Batu Ferringhi Beach, Penang

Batu Ferringhi beach ini hampir mirip pantai-pantai di Pulau Bangka, dengan pasir berwarna cokelat muda dan ada tumpukan batu-batu besar di salah satu ujungnya. Kami datang ketika mendekati waktu matahari tenggelam, tidak banyak pengunjung yang datang sore itu. Karena tidak membawa baju renang ataupun baju ganti, jadilah kami hanya duduk-duduk dan tiduran di pasir pantai saja. Sambil sesekali berfoto dan membuat video konyol pakai HP-nya Bulan.

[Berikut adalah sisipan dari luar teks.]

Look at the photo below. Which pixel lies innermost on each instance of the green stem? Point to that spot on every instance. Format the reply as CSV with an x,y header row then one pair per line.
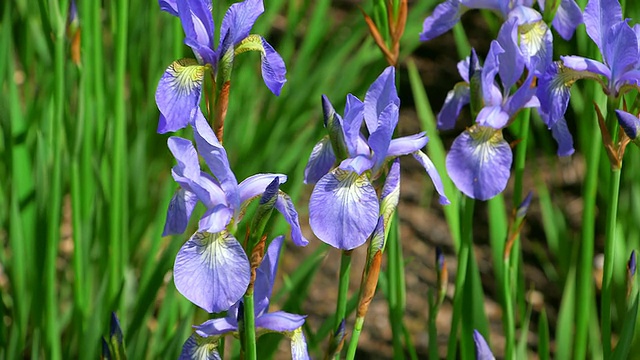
x,y
466,245
343,289
249,328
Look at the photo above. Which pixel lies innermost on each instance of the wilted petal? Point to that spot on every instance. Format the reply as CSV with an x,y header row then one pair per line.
x,y
567,18
455,100
479,162
212,271
561,134
483,352
180,208
424,160
444,17
178,94
381,93
320,162
407,144
198,348
280,321
285,206
343,209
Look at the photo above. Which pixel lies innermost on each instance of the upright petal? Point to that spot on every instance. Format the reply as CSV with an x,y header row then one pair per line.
x,y
444,17
212,271
178,94
599,17
285,206
479,162
343,209
199,348
380,94
320,161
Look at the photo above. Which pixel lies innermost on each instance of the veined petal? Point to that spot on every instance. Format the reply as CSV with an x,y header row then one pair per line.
x,y
599,17
216,158
198,348
216,327
407,144
479,162
444,17
455,100
285,206
561,134
567,18
212,271
320,162
427,164
483,352
381,93
180,208
280,321
266,275
492,116
343,209
178,94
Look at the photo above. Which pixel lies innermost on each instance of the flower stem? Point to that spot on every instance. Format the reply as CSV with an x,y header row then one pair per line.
x,y
249,328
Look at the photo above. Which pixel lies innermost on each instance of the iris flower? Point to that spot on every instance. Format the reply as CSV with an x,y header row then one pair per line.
x,y
203,343
619,71
180,88
534,37
344,206
211,268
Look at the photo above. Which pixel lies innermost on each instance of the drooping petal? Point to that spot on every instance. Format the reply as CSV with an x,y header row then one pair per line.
x,y
567,18
444,17
178,94
381,93
561,134
216,158
407,144
212,271
216,327
180,208
198,348
479,162
599,17
280,321
285,206
453,103
343,209
427,164
320,162
483,352
266,275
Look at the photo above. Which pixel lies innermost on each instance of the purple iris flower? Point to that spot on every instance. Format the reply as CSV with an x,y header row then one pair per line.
x,y
619,71
180,88
344,206
206,337
211,268
534,37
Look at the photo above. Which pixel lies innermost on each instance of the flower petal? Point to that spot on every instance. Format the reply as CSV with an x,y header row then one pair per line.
x,y
479,162
455,100
381,93
444,17
343,209
320,162
198,348
280,321
427,164
285,206
180,208
212,271
178,94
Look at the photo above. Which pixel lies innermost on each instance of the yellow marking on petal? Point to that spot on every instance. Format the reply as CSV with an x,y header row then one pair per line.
x,y
187,75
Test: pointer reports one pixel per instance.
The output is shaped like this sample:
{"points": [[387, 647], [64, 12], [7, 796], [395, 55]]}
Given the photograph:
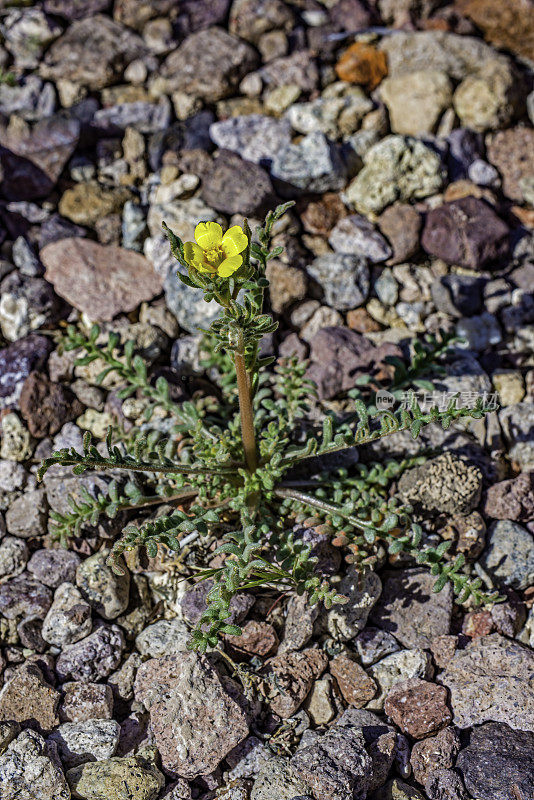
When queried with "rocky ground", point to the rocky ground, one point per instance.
{"points": [[410, 153]]}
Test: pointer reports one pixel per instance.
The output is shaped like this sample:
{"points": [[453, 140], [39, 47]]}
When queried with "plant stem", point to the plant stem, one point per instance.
{"points": [[245, 410]]}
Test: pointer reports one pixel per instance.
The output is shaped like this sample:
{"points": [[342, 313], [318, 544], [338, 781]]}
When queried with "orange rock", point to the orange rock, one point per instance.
{"points": [[362, 63]]}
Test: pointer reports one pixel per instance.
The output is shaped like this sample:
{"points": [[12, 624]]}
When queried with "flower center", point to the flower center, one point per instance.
{"points": [[214, 256]]}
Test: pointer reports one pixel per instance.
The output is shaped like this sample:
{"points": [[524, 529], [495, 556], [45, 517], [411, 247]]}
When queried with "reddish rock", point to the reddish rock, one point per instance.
{"points": [[401, 225], [196, 718], [511, 152], [512, 499], [294, 674], [354, 683], [466, 233], [363, 64], [100, 281], [418, 707], [436, 752], [257, 639], [46, 406], [507, 25], [27, 698]]}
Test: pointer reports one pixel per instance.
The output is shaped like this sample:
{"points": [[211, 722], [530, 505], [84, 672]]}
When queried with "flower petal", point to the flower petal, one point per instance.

#DuoGinuk at Batu Ferringhi Beach

Video: hasil karya GinukDuwaaa

Tidak lama, beberapa pengunjung ada yang bermain parasailing. Saya dan Bulan awalnya hanya memperhatikan mereka saja, sambil sesekali menertawakan kalau ada tingkah lucu pengunjung yang ber-parasailing itu. Hingga akhirnya salah seorang abang parasailing-nya merayu nawarin kami untuk nyobain parasailing. Harga yang ditawarkan cukup murah, hanya MYR 50 dan kami berdua bisa bergantian mencoba parasailing selama masing-masing 10 menit. Bulan terkhoda mencoba, saya menggeleng. Abang parasailing makin merayu, Bulan meng-iya-kan, saya tetap menggeleng. Akhirnya Bulan beneran naik, dan saya cukup puas dengan merekam video saja.

Menunggu Giliran Parasailing

Menunggu Giliran Parasailing

Parasailing at Batu Ferringhi Beach

Parasailing at Batu Ferringhi Beach

Kenapa kok ga mau? Karena udah pernah ngerasain parasailing di Bali; seru tapi ya sekali aja cukup sih menurut saya, dan waktu di Batu Ferringhi saya lagi PMS; kalau lagi PMS badan saya gampang banget lebam biru-biru kalau kena benturan, dan pakai harness kala PMS sepertinya bukan pilihan bijak buat saya πŸ˜€

Sunset at Batu Ferringhi Beach

Sunset at Batu Ferringhi Beach

Tapi saya bahagia kok menikmati senja di Batu Ferringhi Beach, pantai pertama saya di luar negeri. Ihiiiy!